Esiste una scala, dicevi, tipo quella per i terremoti, ma questa misura quando in giù e quanto in su puoi andare rispetto allo zero, all’apatia. Mi hai spiegato tu che ad arginare, a nascondersi dietro scudi e muri di cemento stavi al sicuro sì, ma non riuscivi a vedere né la gente che piangeva, né quella che rideva e i due suoni da lontano si assomigliavano e tu non sapevi mai come dovevi sentirti. E infatti navigavi lì, in prossimità del nulla.

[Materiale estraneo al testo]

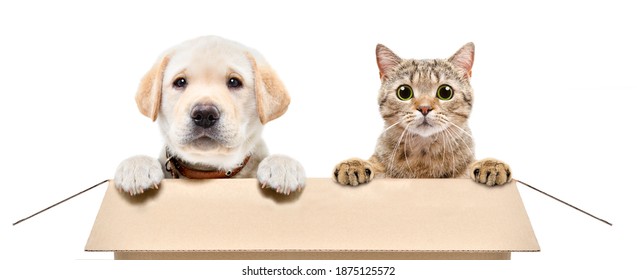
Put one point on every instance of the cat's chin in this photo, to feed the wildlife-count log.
(426, 130)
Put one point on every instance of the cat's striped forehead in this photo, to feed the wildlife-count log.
(430, 71)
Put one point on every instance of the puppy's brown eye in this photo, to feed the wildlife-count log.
(234, 83)
(180, 83)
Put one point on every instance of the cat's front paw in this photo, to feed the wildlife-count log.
(281, 173)
(490, 172)
(353, 172)
(138, 173)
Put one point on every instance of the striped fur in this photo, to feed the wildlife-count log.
(434, 142)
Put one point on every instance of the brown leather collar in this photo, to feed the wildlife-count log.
(177, 167)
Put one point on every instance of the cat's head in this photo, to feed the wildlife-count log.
(425, 96)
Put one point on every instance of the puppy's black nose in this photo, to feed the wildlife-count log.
(205, 115)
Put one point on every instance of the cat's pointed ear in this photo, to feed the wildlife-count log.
(386, 60)
(463, 59)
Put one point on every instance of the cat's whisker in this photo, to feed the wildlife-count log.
(461, 129)
(396, 123)
(459, 136)
(393, 155)
(408, 142)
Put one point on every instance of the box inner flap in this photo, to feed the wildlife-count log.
(432, 215)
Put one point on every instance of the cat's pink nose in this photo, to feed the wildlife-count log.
(425, 110)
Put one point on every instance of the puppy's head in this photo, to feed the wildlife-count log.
(211, 97)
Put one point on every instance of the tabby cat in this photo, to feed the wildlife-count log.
(425, 105)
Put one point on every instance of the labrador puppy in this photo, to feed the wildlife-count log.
(211, 98)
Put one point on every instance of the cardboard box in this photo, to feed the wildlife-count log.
(386, 219)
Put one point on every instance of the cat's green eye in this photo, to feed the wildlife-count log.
(405, 92)
(444, 92)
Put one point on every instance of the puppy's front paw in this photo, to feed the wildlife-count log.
(281, 173)
(490, 172)
(353, 172)
(138, 173)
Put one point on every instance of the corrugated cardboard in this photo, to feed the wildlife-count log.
(386, 219)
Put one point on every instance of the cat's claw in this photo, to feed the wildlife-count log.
(490, 171)
(353, 172)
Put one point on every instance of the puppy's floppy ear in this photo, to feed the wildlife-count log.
(148, 96)
(272, 97)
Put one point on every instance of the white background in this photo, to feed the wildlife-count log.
(554, 88)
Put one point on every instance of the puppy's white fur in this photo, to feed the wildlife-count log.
(207, 64)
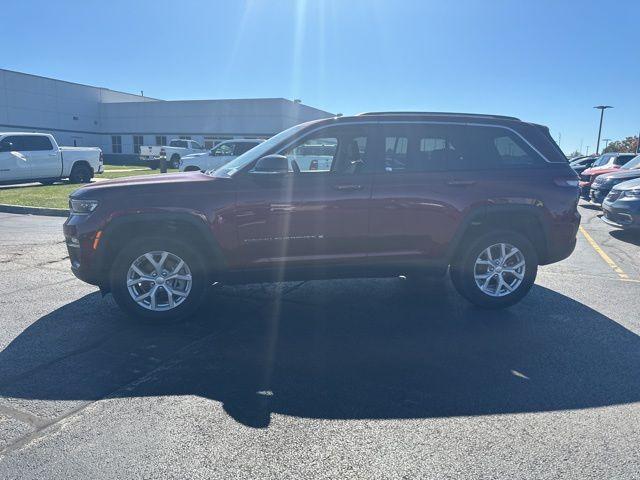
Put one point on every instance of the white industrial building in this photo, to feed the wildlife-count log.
(119, 123)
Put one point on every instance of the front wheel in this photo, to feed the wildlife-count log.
(496, 270)
(158, 279)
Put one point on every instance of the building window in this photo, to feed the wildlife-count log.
(116, 144)
(137, 143)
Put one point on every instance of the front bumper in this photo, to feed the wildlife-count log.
(597, 195)
(585, 188)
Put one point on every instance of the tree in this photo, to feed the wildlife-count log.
(628, 145)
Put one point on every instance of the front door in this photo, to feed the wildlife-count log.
(44, 159)
(309, 216)
(14, 162)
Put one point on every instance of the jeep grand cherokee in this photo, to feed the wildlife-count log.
(487, 198)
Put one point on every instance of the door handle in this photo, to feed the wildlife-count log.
(346, 188)
(461, 183)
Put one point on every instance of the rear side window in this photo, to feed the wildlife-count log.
(622, 159)
(243, 147)
(423, 148)
(26, 143)
(496, 147)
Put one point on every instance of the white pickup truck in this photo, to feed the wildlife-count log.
(173, 152)
(36, 157)
(219, 155)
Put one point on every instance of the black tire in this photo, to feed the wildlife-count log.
(463, 270)
(136, 248)
(81, 173)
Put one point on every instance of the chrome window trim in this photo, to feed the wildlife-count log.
(419, 122)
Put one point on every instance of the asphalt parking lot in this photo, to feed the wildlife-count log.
(335, 379)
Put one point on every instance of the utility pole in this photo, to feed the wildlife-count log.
(602, 108)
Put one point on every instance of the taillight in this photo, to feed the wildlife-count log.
(566, 182)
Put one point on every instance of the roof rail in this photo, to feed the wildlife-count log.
(485, 115)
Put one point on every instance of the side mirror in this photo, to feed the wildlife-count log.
(272, 165)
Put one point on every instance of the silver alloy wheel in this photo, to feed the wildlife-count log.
(499, 269)
(159, 281)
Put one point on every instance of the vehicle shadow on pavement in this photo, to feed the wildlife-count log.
(629, 236)
(336, 350)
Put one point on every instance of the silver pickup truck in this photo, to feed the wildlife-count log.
(37, 157)
(173, 152)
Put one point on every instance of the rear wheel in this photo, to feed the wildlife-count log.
(158, 280)
(495, 270)
(80, 173)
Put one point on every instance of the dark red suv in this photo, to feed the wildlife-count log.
(487, 197)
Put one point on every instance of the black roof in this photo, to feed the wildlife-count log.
(439, 114)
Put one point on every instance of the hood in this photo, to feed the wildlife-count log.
(628, 185)
(191, 155)
(146, 182)
(622, 174)
(600, 170)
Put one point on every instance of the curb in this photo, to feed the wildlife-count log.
(50, 212)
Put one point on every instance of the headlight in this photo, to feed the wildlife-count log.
(635, 193)
(82, 207)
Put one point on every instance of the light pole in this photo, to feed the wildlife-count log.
(602, 108)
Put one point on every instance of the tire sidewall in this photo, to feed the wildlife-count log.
(139, 247)
(463, 271)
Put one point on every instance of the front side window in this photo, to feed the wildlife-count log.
(137, 143)
(116, 144)
(336, 150)
(632, 164)
(224, 150)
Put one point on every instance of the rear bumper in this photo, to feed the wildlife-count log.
(621, 215)
(597, 195)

Un giorno hai imparato tutta la teoria, così come me l’hai spiegata e la professi. Sentire, sentire, sentire, ripeti come un mantra, ma tra dire e il fare c’è di mezzo il cuore, la pelle, i polmoni che non si riempiono mai del tutto per paura di esplodere.
Te lo sei tatuato sul braccio e lo hai raccontato a tutti, riuscendo a viverlo solo per poco, solo a tratti, solo sul corpo quando si svela. Solo la notte, in compagnia di altre anime perse, solo quando svuoti il bicchiere e riempi la pista. Solo su un campo sintetico e in gesti scoordinati, solo a volte, con la pancia vuota e nervosa e la voglia insaziabile di un bacio.
A volte però non ce la fai. Indossi la felpa con il cappuccio che fa il favore di coprirti il braccio e la fronte, da sempre troppo alta di pensieri. Te ne stai lì, non esce niente, non entra alcuna freccia e nessuna corda ti raggiunge. Un distanziamento sociale che dura una vita, il tuo. Quello che ha i contorni della paura, di essere contagiati, dalla vita, con tutti i suoi rischi.